The centers generally do not turn any patients away, so the federal dollars are increasingly important. The patients treated by the facilities are overwhelmingly poor, with 71 percent earning below the federal poverty level. As a result, any reduction in Medicaid benefits adds to the financial pressure on the centers, the officials said.

According to the report, 40 percent of community health center patients last year were without health coverage. Of those who had insurance, Medicaid was the primary payer.

Because of those realities, any overhaul of Medicaid should not give states the power to reduce benefits or assess new out-of-pocket costs for existing Medicaid beneficiaries, said Dan Hawkins, vice president of the NACHC.

But slimmed-down benefits or higher co-payments would be appropriate for people who qualify under expanded eligibility criteria, he said. The Bush administration says that greater control over benefits would allow states to broaden eligibility for Medicaid coverage.

The administration's overhaul plan makes such "flexibility" a key element of changing Medicaid, but states could water down benefits and charge new out-of-pocket fees for existing Medicaid beneficiaries, not just residents who would qualify for Medicaid expansions.

New Patients
Hawkins said that during the Bush administration, the number of patients treated per year by the facilities has grown by 4 million to a total of 15 million. That's the biggest increase in the 40-year history of federal funding of the centers, he said.

But federal funding as a share of per-patient treatment costs declined from 58 percent in 1999 to 52 percent in 2004, said Hawkins, citing data in the report.

The number of uninsured patients treated by the facilities rose 43 percent between 1999 and 2004, the report said.

The effects of state-level Medicaid cuts are already being seen in Tennessee community health centers, said Mary Bufwack, the head of United Neighborhood Health Services, a Nashville-based organization that runs six centers.

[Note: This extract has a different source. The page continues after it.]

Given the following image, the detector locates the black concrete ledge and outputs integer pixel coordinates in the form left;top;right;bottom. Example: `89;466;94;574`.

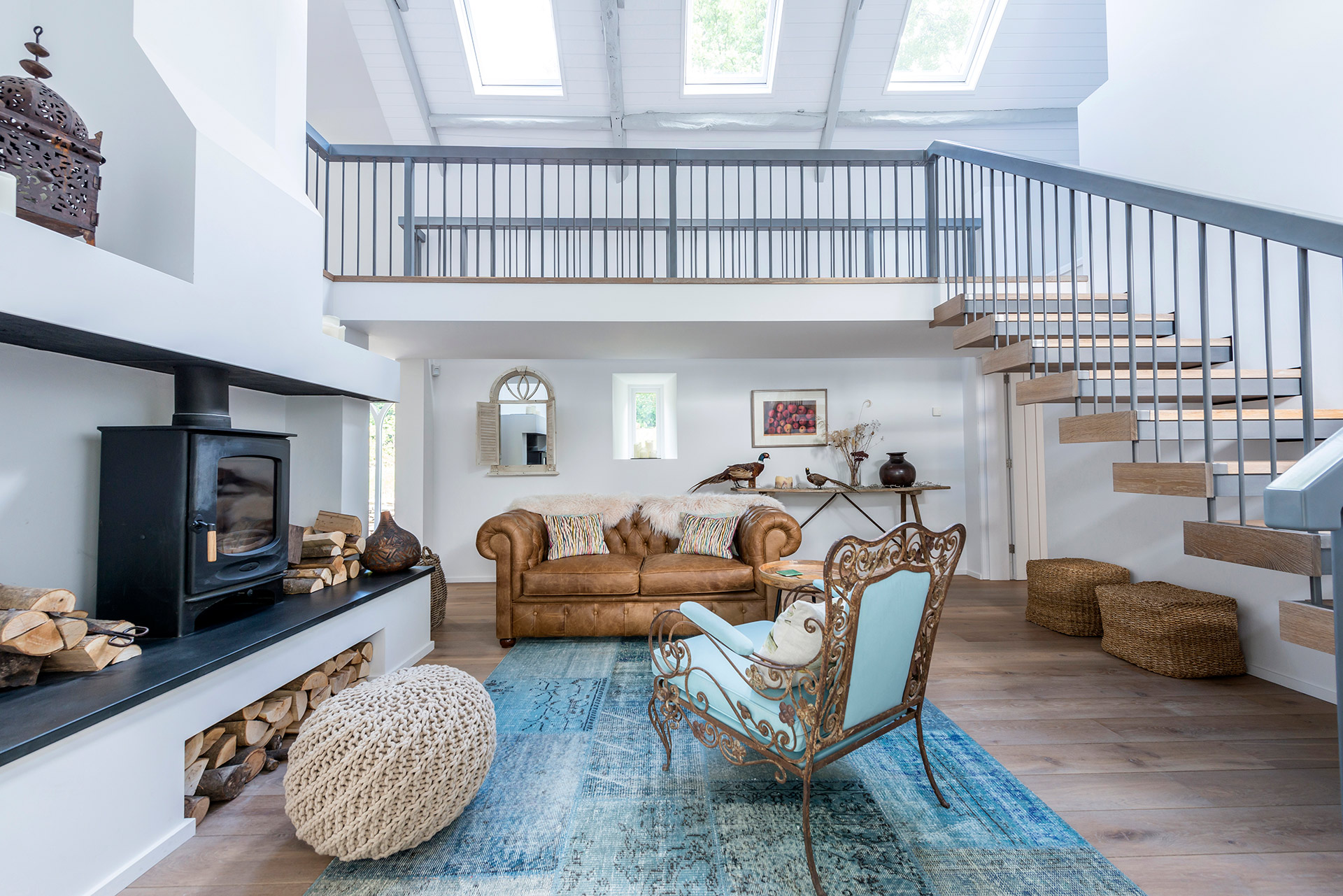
0;567;429;766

Hundreds of thousands of Tennessee residents have begun losing coverage because of huge cuts in TennCare, the state's expanded Medicaid program, she said.

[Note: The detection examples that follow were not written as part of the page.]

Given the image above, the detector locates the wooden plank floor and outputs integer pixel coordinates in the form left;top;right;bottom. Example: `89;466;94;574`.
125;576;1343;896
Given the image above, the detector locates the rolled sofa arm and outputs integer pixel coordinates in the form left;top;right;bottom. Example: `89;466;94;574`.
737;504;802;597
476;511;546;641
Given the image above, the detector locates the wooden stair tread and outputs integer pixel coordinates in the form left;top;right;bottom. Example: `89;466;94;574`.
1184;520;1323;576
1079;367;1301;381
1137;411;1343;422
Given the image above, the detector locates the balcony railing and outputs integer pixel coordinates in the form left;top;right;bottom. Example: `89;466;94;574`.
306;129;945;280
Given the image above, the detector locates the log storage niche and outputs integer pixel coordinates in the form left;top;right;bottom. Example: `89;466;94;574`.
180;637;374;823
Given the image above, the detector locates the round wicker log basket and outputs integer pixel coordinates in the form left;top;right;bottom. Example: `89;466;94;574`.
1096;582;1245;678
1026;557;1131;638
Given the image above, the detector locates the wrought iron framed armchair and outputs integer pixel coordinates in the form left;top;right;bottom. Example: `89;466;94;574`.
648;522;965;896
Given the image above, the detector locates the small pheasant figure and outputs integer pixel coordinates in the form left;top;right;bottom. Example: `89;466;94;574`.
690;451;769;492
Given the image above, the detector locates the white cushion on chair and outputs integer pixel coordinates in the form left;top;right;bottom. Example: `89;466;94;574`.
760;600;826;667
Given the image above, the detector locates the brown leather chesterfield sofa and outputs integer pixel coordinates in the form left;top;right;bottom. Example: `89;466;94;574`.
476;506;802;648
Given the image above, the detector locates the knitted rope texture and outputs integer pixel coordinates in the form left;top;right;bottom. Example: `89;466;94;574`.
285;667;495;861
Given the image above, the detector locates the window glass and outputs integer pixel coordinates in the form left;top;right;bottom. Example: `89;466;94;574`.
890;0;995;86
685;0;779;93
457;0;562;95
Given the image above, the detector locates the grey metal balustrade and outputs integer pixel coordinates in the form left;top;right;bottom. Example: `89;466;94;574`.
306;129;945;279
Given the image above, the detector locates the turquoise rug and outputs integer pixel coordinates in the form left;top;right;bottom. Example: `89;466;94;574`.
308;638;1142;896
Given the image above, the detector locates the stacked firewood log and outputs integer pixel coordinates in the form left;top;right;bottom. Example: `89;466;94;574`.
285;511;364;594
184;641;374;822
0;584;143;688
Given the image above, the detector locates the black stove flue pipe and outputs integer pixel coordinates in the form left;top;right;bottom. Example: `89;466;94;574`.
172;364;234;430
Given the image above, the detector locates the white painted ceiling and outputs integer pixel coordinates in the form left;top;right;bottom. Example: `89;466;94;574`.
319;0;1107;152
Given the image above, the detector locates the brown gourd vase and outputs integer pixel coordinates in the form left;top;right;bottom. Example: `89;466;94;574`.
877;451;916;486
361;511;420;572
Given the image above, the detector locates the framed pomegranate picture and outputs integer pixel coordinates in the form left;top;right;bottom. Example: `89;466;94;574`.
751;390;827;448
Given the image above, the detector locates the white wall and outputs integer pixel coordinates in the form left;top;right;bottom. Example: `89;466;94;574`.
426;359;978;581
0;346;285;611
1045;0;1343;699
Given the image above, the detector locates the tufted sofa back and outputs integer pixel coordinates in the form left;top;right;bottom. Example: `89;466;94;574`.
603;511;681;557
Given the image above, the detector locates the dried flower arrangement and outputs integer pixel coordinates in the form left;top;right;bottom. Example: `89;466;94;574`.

"As I speak, 1,900 people are losing TennCare every day," she said.

Community health centers in Tennessee won't close their doors because of the state's growing number of uninsured residents, but treating them is going to be "a real struggle," she said.

Some states are not only cutting Medicaid—seven reduced direct funding to the centers in 2005, with those cuts totaling $14 million, according to the report.

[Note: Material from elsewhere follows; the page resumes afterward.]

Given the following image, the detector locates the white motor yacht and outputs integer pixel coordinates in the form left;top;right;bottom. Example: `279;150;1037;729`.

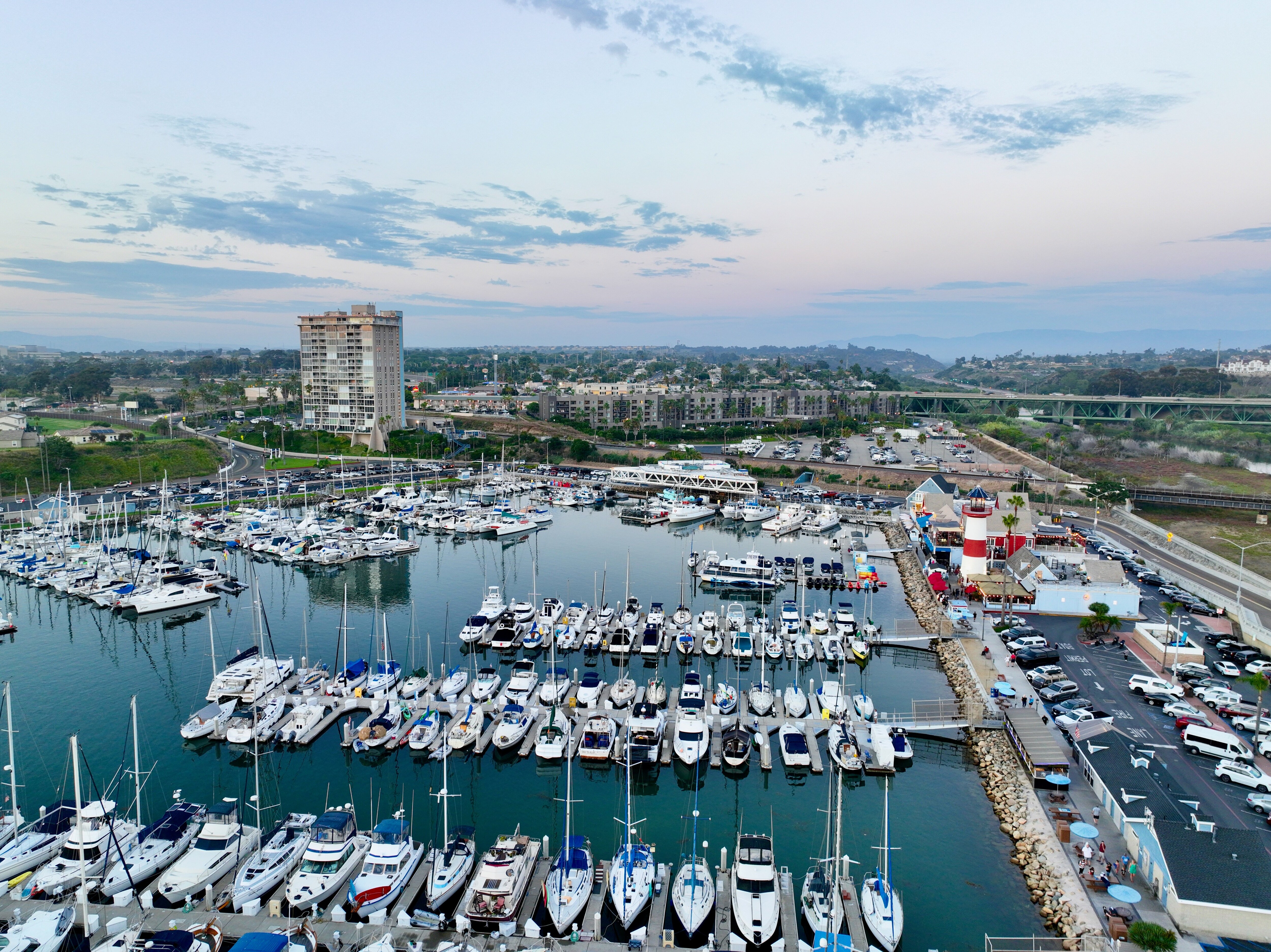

The report also said two of every five centers ran operating losses last year and that margins for all centers combined averaged just 0.9 percent. "At such low operating margins, a single unexpected event—a disease outbreak, or a hurricane, snowstorm, or power outage alone—could easily put a health center in deficit, thereby threatening its ability to provide comprehensive care," the report said.

Asked specifically what Congress should do to help centers, Hawkins said lawmakers should "fully fund" the administration's fiscal 2006 request for an added $300 million in federal outlays. Hawkins asserted that added funding will help reduce Medicaid spending by giving center clientele "a medical home."

In other words, by getting regular preventive and primary care at community health centers, center patrons won't end up in the emergency room needing much more costly treatment.

However, the House has approved a fiscal 2006 increase of only $100 million (HR 3010) and the Senate a hike of only $105 million in its version of the same measure.

Hawkins added that medical liability coverage should be extended free of charge to doctors who volunteer their services to community health centers.